Grant of Restricted Shares. You will be eligible, under the Company's 2014 Omnibus Incentive Plan, for a one-time Restricted Stock Award (the "Award"), on the terms and conditions set forth in the Award Notice and the 2014 Omnibus Incentive Plan, of 10,934 time-based Restricted Shares of the Company's Common Stock. The Restricted Shares will be subject to the terms, conditions and restrictions set forth in the Award Notice and will vest as set forth in the Award Notice. These shares are time-based on a four (4) year ratable vesting period.
Obligations. You may be required to serve as an officer and/or director of one or more subsidiaries of the Company, for which you will receive no additional compensation.
Benefits. A significant part of your total compensation at the Company is derived from a competitive benefits package for employees. Eligible Company employees may participate in health insurance benefits (medical, dental, and vision), life insurance, short term and long term disability, the Company's Employee Stock Purchase Plan, 401(k) Plan, and Flexible Spending Plan. All benefits are subject to the plan documents and eligibility requirements.
Paid Time Off. You will receive five (5) weeks of paid time off per year.
Business Travel and Expense. You will be expected to travel in connection with your employment. The Company will reimburse you for reasonable business expenses incurred in connection with your employment and in accordance with the Company's Business Entertainment and Travel Policy. You will be provided a laptop and cellular phone at the Company's expense.
Confidential Information or Trade Secrets. You will observe all rules, regulations, and security requirements of the Company concerning the safety of persons and property. You agree that you will comply with the Company's employee handbook, Code of Business Conduct and Ethics Policy, the Open Door Policy, the Whistleblower Policy, the Stock Ownership and Anti-Hedging and Pledging Policy, the Clawback Policy, and any other policies of the Company as they relate to employees, officers, or directors of the Company.

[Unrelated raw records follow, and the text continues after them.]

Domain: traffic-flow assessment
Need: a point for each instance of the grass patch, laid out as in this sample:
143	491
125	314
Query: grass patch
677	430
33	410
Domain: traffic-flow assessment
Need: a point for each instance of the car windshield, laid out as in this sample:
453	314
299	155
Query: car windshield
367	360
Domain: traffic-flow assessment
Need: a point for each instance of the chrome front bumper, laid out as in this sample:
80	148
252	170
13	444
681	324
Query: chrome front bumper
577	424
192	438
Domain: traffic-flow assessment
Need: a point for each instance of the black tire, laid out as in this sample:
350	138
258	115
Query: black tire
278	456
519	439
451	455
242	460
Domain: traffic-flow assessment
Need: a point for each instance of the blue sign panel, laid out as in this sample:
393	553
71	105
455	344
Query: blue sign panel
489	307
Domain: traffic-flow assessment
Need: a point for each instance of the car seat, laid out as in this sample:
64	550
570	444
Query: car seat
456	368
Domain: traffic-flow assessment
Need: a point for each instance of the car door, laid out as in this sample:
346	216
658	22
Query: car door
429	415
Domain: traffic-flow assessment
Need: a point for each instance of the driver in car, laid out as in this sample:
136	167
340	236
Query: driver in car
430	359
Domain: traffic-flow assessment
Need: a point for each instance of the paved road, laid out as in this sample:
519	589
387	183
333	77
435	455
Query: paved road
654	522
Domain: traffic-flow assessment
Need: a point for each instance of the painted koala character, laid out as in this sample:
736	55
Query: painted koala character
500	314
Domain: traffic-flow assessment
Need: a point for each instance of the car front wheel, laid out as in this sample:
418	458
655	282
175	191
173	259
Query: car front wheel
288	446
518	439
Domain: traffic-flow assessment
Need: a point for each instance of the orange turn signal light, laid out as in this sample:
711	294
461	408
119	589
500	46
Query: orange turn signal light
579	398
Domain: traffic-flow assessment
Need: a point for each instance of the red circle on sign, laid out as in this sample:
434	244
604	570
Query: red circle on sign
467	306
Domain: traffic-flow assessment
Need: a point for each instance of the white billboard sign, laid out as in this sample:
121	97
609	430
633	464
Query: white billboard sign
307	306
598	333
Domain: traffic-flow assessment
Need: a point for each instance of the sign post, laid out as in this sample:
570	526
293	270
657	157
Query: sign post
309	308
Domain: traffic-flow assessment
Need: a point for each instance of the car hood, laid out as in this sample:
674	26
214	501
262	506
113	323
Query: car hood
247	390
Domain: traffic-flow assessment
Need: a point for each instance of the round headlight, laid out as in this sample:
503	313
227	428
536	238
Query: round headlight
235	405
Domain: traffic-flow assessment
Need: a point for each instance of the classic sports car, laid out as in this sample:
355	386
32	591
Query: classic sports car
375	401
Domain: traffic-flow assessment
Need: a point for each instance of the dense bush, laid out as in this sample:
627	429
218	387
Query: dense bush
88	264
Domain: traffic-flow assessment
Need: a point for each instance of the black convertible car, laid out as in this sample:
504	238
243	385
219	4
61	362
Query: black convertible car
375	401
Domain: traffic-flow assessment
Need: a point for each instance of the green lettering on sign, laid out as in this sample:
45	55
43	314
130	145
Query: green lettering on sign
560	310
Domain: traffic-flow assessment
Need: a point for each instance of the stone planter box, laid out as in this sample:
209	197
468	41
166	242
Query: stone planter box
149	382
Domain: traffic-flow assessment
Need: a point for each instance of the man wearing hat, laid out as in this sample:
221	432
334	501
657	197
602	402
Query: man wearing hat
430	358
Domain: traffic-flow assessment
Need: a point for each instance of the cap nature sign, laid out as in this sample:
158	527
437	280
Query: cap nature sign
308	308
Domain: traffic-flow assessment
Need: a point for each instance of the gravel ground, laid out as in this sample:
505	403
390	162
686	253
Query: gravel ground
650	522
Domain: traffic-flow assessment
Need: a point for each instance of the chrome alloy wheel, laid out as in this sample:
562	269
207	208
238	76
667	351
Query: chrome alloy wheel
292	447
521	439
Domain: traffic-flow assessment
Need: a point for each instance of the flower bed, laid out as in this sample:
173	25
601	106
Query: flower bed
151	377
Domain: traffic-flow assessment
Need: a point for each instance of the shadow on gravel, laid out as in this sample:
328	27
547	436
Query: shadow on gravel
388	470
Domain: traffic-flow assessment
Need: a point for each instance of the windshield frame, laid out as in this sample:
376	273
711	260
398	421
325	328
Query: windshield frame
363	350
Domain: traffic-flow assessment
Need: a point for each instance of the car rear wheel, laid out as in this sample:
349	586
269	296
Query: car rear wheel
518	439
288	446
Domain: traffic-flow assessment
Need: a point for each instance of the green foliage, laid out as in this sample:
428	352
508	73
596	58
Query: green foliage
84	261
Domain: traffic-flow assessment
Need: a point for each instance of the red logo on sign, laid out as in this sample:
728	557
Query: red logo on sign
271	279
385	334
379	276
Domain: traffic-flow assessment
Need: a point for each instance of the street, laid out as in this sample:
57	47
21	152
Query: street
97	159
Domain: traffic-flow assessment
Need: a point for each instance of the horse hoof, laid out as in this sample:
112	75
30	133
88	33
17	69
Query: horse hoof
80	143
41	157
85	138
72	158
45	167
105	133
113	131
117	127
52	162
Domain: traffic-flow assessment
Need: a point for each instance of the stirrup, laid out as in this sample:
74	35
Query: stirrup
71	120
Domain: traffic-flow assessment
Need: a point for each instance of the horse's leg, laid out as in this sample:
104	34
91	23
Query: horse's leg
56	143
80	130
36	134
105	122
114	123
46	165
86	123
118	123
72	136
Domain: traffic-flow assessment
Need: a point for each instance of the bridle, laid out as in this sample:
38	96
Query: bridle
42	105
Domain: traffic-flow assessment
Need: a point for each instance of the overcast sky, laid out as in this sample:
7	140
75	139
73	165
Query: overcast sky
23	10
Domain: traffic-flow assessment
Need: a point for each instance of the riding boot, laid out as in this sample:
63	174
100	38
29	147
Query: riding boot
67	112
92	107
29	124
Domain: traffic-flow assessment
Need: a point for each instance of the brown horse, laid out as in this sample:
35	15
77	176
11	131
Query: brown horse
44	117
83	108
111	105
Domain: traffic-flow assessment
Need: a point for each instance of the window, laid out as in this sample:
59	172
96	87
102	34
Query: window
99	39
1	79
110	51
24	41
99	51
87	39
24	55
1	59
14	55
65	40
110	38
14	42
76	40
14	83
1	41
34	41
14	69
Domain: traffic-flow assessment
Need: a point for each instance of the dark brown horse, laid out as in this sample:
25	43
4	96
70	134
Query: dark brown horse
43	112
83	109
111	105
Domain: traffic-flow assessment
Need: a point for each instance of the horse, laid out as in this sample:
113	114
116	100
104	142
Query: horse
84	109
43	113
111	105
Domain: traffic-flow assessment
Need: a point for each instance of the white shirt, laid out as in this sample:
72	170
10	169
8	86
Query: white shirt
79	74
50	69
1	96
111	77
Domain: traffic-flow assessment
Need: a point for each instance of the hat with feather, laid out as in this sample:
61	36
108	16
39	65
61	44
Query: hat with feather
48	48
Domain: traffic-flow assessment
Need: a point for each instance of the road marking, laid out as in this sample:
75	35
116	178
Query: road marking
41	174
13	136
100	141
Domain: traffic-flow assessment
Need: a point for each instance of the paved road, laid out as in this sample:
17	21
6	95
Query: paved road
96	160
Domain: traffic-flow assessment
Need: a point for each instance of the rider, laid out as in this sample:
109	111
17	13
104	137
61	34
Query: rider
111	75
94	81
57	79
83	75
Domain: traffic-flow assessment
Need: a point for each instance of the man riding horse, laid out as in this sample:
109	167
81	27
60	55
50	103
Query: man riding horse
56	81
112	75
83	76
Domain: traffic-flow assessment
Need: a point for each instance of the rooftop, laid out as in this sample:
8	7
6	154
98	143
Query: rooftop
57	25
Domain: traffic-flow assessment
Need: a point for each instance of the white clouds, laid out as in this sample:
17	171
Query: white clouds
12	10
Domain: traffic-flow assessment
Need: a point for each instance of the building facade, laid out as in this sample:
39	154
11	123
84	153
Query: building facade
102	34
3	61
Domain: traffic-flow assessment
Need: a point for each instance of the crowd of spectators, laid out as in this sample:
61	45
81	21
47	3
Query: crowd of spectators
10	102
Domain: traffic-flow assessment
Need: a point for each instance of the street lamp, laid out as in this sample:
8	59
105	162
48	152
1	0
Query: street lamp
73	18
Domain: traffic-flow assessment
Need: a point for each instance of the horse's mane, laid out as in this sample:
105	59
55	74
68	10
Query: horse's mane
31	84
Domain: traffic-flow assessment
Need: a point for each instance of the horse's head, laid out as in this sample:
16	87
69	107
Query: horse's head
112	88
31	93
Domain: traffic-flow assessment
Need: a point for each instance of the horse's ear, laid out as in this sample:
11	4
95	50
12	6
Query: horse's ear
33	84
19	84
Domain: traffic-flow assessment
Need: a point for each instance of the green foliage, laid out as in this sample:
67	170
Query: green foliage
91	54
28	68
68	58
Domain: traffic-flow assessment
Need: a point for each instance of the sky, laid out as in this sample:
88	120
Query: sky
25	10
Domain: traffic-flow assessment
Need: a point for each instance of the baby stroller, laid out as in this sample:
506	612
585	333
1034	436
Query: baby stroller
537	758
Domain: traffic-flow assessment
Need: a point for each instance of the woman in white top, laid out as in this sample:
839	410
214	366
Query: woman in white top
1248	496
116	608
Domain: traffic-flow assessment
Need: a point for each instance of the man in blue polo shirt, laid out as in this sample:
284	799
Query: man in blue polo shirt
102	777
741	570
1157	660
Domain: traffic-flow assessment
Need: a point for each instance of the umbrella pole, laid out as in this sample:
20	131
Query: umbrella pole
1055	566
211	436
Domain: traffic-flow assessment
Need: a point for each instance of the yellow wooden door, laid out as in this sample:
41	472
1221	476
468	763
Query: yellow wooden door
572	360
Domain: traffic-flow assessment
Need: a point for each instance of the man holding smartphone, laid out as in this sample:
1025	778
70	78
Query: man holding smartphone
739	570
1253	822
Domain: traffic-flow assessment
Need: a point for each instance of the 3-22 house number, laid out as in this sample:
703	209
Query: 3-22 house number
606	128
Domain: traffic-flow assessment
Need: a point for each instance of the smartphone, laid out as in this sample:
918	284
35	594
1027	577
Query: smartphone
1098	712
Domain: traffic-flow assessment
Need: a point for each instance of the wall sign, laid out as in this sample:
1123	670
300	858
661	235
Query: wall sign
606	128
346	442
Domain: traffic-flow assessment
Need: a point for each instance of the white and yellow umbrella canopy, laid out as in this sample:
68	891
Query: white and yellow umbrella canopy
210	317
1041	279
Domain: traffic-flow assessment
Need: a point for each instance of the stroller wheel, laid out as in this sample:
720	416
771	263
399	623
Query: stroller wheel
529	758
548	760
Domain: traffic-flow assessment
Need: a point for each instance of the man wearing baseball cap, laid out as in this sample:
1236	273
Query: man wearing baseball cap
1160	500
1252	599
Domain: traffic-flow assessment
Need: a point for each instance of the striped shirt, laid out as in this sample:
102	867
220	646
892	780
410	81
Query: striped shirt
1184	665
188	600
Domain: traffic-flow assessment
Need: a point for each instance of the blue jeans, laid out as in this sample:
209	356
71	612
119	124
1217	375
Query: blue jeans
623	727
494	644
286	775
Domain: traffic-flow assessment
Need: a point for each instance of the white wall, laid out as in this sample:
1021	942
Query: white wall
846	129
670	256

Executive Severance and Change in Control Agreement. You will have the opportunity to enter into an Executive Severance and Change in Control Agreement with the Company in the form of Exhibit A attached hereto and incorporated by reference herein.
Employment At-Will. This letter does not create an express or implied contract of employment or any other contractual commitment. This letter contains the complete, final, and exclusive embodiment of the understanding between you and the Company regarding the terms of your employment and supersedes in
all respects any prior or other agreement or understanding, written or oral, between you and the Company with respect to the subject matter of this letter. Your employment relationship with the Company is on an at-will basis, which means that either you or the Company may terminate the employment relationship at any time for any reason or no reason, consistent with applicable law.
Notwithstanding the terms of this letter, the Company shall have the right change its compensation, welfare, benefit, incentive, and employment plans, policies, and terms from time to time in its sole discretion.
You represent and warrant that your signing of this letter and the performance of your obligations under it (including, without limitation, your employment with the Company and your performance of services for the Company) will not breach or be in conflict with any covenant not to compete and/or similar obligations by which you are or may be bound. You also agree that you will not disclose to or use on behalf of the Company any proprietary information of another person or entity without that person's or entity's consent.